One of the mamas is mostly traveling as a solo parent as her husband can’t work remotely. We make sure she is in the middle so that someone can keep an eye on her back wheels on the road and make sure she’s never left alone. The moment I knew we became a traveling family was after the day we traversed the ‘‘road to hell” which the solo mama was particularly anxious about. She was worried about her brakes failing. When we got to the bottom of the road we pulled over to take a breather. One of the dad’s, who without really knowing him can come across as gruff, mentioned that he had a plan that if solo mama’s rv lost braking that he’d pull his travel trailer across the road to stop her. He was prepared to give up his home to protect his fellow traveler.

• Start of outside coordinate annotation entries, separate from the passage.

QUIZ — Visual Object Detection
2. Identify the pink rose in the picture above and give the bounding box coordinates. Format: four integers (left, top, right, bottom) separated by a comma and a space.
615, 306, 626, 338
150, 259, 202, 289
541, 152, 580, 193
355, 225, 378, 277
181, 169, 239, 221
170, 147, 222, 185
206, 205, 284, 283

It is some work traveling with other families. And it involves compromise. We travel more slowly than if we were each traveling alone. The whole caravan pulled over when we broke our steps, or when a little one is car sick. In the early days, we searched for a friend’s missing cat, delaying departure by an hour. No one is mad, just concerned. It takes time for four rigs to fill up with gas and propane. Effort goes into figuring out where to go next and when. Our budgets vary. Some evenings our family still has hard bedtimes with our kids that make me want to drive the RV into the ocean. It’s not perfect, but overall we are so much happier.

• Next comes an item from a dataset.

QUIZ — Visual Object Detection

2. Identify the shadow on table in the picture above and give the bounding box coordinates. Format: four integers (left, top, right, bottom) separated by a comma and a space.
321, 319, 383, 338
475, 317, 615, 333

There is and will be conflict and mistakes and grumpy days – because we are humans. From my work, I’m used to establishing formal community agreements or ground rules. But this tribe is fluid. Keep doing what works. Change when it doesn’t. I notice how the ways of our family changes those around us, and how we are changed by others too. I feel the words of Octavia Butler and Adrienne Marie Brown helping guide me. In the meantime, we keep enjoying this precious moment and the next. We didn’t plan to travel further than San Felipe, Baja but it keeps working and so we keep going. I notice myself and others mellowing, unwinding. Eating so many tacos, paletas, and ceviche every day for the fish-addicts. Experiencing pleasure. Enjoying each other’s company. Loving the community we’ve created.